L'incident qui s'est produit au tribunal militaire du Kef, où les juges ont décrété le huis-clos et ont saisi les caméras de Winston Smith (Ramzi Bettaieb) journaliste à Nawaat, a poussé ce dernier à s'engager, avec son collègue, Houssem Hajlaoui, dans une grève de la faim, .

C’est, en premier et en dernier lieu, d’un problème de liberté de presse qu’il s’agit : la liberté d’informer et surtout le droit du citoyen à une information libre et impartiale. Winston Smith nous dit tout cela par sa lutte. Mais il a posé aussi, au-delà, le problème de l’existence de tribunaux d’exception comme le tribunal militaire, composé de magistrats-officiers désignés par le corps militaire, et relevant de ce corps sur le plan disciplinaire.

De tels tribunaux peuvent-ils juger sereinement dans des affaires directement ou indirectement politiques, où l’armée est peut-être une partie dans le conflit ?

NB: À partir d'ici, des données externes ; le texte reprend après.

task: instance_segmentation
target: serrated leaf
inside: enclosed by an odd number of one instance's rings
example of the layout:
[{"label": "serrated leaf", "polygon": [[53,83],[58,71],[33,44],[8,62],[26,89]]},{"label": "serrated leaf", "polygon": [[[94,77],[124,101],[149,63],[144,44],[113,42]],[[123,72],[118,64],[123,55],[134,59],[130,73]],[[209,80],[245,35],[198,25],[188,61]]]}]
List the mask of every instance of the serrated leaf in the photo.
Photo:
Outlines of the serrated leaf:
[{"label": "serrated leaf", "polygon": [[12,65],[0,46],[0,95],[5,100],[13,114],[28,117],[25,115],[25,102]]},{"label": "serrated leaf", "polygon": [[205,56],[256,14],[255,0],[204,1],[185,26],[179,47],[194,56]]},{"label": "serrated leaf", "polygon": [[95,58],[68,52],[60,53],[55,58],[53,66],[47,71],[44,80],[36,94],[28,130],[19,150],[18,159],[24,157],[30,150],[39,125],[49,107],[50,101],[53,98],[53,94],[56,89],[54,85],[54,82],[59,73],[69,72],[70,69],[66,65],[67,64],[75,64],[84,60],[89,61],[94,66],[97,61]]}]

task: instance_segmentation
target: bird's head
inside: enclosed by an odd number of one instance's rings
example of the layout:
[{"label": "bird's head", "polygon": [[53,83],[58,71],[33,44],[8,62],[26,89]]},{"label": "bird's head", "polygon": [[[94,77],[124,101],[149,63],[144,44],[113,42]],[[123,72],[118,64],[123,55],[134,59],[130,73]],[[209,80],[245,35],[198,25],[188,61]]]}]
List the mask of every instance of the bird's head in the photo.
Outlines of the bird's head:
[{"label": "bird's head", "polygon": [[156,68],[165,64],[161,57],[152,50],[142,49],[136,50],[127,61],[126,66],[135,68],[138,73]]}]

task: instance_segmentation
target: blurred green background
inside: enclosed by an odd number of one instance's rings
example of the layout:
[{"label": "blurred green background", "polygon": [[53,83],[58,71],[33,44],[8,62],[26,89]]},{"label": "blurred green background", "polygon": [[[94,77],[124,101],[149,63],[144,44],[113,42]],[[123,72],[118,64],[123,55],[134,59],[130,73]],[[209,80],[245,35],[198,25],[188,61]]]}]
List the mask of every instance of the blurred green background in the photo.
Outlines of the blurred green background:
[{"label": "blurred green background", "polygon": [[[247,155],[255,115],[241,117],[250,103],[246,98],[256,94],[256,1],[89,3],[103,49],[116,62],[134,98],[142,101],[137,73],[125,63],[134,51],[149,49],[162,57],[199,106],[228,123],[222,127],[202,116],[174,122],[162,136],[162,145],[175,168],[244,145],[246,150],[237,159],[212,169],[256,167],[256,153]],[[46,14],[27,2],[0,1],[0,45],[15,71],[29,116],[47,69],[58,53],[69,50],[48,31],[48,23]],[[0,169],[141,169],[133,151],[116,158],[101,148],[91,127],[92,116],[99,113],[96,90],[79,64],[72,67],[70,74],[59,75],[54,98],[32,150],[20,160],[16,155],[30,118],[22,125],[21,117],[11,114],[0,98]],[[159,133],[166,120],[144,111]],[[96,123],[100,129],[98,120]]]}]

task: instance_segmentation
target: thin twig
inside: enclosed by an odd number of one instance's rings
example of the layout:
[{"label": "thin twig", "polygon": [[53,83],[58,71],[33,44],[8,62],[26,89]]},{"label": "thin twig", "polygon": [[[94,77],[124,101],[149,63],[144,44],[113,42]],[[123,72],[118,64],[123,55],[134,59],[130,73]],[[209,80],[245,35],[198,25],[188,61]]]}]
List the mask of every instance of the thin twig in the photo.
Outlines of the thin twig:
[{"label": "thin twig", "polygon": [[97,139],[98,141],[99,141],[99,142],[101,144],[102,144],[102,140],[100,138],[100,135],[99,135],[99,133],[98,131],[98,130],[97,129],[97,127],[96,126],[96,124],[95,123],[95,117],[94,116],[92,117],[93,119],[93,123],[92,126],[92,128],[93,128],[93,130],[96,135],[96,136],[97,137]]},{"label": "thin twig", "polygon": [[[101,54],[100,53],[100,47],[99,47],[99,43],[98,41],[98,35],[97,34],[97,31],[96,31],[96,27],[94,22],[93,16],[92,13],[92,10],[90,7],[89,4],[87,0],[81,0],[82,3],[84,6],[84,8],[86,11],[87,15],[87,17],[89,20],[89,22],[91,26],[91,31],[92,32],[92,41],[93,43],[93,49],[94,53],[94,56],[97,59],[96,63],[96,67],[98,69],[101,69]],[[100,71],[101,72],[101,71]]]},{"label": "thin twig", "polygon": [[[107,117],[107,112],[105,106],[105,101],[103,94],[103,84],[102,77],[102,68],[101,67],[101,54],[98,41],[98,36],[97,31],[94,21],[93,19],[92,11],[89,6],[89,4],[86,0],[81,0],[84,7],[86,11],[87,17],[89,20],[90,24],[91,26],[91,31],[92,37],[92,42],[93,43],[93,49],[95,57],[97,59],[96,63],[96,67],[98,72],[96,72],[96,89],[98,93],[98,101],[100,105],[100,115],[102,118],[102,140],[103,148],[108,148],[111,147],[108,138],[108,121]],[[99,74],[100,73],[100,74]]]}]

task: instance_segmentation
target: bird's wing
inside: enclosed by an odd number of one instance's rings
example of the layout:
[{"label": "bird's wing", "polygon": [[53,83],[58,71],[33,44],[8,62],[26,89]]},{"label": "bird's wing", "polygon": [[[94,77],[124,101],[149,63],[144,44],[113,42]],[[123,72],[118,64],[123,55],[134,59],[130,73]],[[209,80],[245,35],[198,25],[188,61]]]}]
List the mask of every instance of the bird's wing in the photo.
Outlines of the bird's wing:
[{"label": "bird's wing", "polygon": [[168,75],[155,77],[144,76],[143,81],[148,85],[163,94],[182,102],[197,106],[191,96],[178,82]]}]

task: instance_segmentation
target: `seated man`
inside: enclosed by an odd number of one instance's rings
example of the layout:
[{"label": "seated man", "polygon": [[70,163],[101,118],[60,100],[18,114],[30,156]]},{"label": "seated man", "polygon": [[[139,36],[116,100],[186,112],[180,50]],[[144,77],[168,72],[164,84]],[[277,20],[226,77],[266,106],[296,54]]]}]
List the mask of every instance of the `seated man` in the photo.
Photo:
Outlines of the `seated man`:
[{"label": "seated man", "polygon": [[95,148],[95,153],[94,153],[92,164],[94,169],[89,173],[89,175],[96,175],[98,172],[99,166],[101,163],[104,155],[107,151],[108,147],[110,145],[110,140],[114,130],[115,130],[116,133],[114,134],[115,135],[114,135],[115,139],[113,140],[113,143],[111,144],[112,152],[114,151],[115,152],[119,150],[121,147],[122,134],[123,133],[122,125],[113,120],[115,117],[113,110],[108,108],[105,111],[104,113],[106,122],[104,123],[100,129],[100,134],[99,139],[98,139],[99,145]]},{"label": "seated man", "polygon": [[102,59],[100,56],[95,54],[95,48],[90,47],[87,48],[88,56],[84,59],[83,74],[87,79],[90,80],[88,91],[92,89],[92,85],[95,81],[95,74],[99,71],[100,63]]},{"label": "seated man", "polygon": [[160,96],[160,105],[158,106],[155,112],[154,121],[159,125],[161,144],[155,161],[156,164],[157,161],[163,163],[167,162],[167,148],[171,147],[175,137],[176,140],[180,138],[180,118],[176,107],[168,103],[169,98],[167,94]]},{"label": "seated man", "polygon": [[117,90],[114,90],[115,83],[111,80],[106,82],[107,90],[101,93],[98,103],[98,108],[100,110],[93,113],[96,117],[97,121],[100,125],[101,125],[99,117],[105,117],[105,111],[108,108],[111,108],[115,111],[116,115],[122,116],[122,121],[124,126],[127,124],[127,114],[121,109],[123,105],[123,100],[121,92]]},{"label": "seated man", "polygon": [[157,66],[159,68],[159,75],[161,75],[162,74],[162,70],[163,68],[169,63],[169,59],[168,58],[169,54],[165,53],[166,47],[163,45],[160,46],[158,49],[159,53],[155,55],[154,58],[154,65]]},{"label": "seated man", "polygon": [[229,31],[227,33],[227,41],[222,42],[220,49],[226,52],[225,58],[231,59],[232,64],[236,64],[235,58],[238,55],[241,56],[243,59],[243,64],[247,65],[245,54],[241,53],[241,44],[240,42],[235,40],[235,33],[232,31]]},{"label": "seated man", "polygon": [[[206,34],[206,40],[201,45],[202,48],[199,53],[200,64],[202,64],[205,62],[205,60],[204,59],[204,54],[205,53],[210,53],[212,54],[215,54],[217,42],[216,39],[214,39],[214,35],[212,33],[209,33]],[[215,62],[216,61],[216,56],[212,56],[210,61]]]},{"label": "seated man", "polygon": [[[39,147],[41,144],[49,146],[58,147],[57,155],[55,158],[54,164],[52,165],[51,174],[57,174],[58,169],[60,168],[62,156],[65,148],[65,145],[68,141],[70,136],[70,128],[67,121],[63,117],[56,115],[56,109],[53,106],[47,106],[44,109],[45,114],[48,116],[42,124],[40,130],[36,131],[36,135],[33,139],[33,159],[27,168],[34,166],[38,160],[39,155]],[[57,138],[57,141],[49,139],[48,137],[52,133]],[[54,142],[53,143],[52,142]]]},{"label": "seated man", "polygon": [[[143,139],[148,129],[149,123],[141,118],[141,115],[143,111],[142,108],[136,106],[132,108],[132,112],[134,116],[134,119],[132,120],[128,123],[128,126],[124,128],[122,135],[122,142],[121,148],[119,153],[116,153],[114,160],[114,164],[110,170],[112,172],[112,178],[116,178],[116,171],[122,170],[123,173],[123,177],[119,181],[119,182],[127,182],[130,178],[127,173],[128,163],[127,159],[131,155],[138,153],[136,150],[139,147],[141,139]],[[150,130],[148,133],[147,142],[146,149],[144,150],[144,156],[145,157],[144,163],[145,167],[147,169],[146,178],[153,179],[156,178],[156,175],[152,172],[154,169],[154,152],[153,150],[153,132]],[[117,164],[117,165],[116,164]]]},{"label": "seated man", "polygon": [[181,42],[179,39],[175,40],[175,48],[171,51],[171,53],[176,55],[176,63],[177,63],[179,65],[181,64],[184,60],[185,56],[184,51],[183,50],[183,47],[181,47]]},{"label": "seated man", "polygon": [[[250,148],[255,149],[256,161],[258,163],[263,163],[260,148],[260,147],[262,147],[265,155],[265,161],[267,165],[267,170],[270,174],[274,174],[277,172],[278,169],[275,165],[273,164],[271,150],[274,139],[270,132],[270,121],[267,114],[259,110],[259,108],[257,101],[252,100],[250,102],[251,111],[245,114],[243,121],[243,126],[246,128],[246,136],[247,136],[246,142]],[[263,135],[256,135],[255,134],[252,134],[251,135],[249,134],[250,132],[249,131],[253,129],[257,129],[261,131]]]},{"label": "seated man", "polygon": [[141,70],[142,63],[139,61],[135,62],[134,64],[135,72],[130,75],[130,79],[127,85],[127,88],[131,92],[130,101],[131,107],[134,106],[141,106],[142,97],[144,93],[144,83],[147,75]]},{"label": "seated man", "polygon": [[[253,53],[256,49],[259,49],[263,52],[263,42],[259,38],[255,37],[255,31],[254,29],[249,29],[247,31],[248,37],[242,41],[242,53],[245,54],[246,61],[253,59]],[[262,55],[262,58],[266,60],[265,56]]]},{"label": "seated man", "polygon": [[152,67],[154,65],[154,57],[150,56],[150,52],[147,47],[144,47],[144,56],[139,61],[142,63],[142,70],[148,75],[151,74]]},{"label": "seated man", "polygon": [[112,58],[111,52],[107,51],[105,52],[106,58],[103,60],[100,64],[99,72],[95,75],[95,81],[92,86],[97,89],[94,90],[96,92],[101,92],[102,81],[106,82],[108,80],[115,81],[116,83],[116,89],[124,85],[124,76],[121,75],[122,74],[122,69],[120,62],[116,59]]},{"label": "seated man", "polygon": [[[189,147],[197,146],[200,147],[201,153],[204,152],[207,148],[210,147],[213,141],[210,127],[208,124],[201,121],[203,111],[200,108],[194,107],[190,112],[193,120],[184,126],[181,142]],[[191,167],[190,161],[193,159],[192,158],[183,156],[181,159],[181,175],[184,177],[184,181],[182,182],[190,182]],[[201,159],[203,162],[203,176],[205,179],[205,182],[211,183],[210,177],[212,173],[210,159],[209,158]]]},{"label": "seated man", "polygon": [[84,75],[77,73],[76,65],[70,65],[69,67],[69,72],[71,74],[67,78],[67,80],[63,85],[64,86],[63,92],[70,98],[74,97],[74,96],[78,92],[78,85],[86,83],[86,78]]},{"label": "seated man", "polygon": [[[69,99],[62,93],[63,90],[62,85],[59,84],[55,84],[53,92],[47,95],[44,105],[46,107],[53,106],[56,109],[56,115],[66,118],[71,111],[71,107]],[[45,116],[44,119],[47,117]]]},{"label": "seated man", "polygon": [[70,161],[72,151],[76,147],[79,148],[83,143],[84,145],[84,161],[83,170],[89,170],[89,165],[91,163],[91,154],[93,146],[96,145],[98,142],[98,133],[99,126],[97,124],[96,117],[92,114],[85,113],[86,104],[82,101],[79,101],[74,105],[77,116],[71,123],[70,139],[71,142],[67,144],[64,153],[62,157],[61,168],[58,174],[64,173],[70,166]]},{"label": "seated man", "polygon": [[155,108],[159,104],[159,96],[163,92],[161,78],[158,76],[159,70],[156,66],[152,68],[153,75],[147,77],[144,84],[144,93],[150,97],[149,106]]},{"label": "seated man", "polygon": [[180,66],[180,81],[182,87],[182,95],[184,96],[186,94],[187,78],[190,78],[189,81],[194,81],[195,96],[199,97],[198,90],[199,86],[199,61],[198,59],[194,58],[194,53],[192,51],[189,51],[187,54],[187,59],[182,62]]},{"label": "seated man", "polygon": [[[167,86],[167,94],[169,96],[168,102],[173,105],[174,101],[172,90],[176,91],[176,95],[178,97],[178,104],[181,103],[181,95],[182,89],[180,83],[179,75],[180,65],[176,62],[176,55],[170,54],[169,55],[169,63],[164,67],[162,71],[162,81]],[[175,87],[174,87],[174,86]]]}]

Et, en ce temps de maintien de l”Etat d’urgence, ne disposent-ils pas de pouvoirs disproportionnés, propres à fausser leur fonctionnement, les décisions de huis-clos injustifiées et vexatoires pour les citoyens en sont une illustration ? Nous n’avions pas, dans le projet de constitution rédigé à Mahdia et défendu par les candidats des listes “Doustourna” aux élections, assez réfléchi à ce point, pourtant très important pour un Etat démocratique : il ne doit pas y avoir de tribunaux d’exception. Et aucun Tunisien n’a à être jugé par un tribunal d’exception, fût-il des plus sourcilleux en matière d’application stricte des lois : les justiciables doivent être soumis à la loi et à la justice, pouvoir constitutionnellement indépendant en principe, et non à une juridiction qui dépende du pouvoir exécutif.

Dans le cas d’espèce, il s’agit d’un problème politique qui concerne tous les Tunisiens, et en premier lieu les familles des victimes, il est inadmissible que des juges s’arrogent le droit de trier ce que le peuple peut savoir et ce qu’il faut lui cacher : au nom de quoi, avec quelle légitimité exercer un tel tri ?

Winston Smit a voulu faire son travail de journaliste, il a rencontré la répression de l’armée, s’est vu menacé de poursuites. Peut-on tolérer que, sans aucune justification légale, les juges décident de confisquer les moyens de travail des journalistes (un commandant a même dit à Ramzi qu’il disposait de ses enregistrements de conversations au téléphone !) afin de priver les Tunisiens de connaître une partie de leur histoire ?

Il faut soutenir le combat de Ramzi et Houssem, c’est notre combat, c’est une partie de la révolution, aussi importante que toutes les autres.